La tribune publiée par Jacques Julliard dans Libération le lundi 18 janvier 2010 fait débat. L’historien et journaliste donne sa vision des conséquences de la crise économique et des leçons que la gauche doit en tirer. En vingt propositions, Julliard ébauche une critique des excès du capitalisme financier actuel et évoque les options politiques susceptibles d’y remédier.


Nous serions dans un capitalisme d’actionnariat purement spéculatif et désintéressé du bien commun. Cette absence de recherche du compromis et de la discussion a rétabli un pouvoir de classe débridé. Le capitalisme financier hyperpuissant aurait profité de la mondialisation pour mettre en concurrence les travailleurs du monde entier, faire pression sur les salaires et réduire le pouvoir des Etats. Les effets néfastes de ce "néocapitalisme" sont apparus clairement lors de la crise économique de 2008 et rien ne permettrait de dire qu’ils ont été freinés par un retour de la réglementation depuis. Dans ce système, la fin de l’industrialisation a rendu le chômage structurel et la recherche du plein-emploi  dérisoire.
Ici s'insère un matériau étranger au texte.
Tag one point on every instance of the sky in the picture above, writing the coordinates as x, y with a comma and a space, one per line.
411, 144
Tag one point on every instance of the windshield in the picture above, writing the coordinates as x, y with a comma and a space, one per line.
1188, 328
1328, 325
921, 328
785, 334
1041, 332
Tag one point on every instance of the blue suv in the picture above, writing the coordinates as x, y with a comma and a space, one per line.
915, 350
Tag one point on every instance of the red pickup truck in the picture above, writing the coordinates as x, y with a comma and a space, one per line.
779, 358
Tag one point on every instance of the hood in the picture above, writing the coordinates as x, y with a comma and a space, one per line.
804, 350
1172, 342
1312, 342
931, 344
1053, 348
Il y aurait donc un "réensauvagement des rapports sociaux" dans lesquels les syndicats se trouvent acculés et obligés de défendre la préservation de l’emploi et des salaires sans la moindre possibilité de prendre des initiatives positives. L’Union européenne et la deuxième gauche en France auraient été incapables de changer le visage hyperlibéral du capitalisme et d’éviter le risque actuel de populisme. A cet égard, ni le messianisme écologique, ni la foi droit-de-l’hommiste, ni l’hypothèse communiste ne sauraient constituer des solutions pérennes pour refonder nos sociétés sur des bases plus saines. Pour autant, il ne servirait à rien de s’acharner dans la voie de l’antisarkozysme, ou de prôner un rapprochement nécessaire avec le centre sans s’interroger sur la nature du pouvoir politique en place et les aspirations de l’électorat des classes moyennes et populaires. De la même manière, Jacques Julliard considère qu'il serait incohérent de choisir une personnalité issue du monde financier telle que Dominique Strauss-Kahn pour prétendre représenter une alternative crédible au pouvoir actuel.
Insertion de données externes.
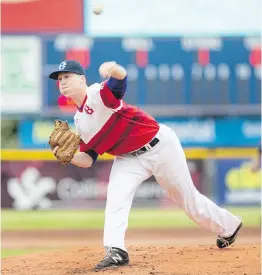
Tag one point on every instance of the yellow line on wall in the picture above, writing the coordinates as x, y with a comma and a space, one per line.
191, 153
Ainsi, toutes les forces opposées au néocapitalisme doivent s’unir, les syndicats doivent faire front, le système bancaire doit être au moins partiellement nationalisé, et c’est alors seulement que l’espoir d’un rétablissement d’un système véritablement démocratique et juste émergerait. Certains se sont étonnés cette semaine de voir un de ses principaux inspirateurs enterrer l’idéal autogestionnaire de la deuxième gauche. D’autres, comme Martine Aubry, ont félicité Jacques Julliard pour l’acuité de son analyse

 

* Jacques Julliard, 'Ving thèses pour repartir du pied gauche', Libération, le 18 janvier 2010.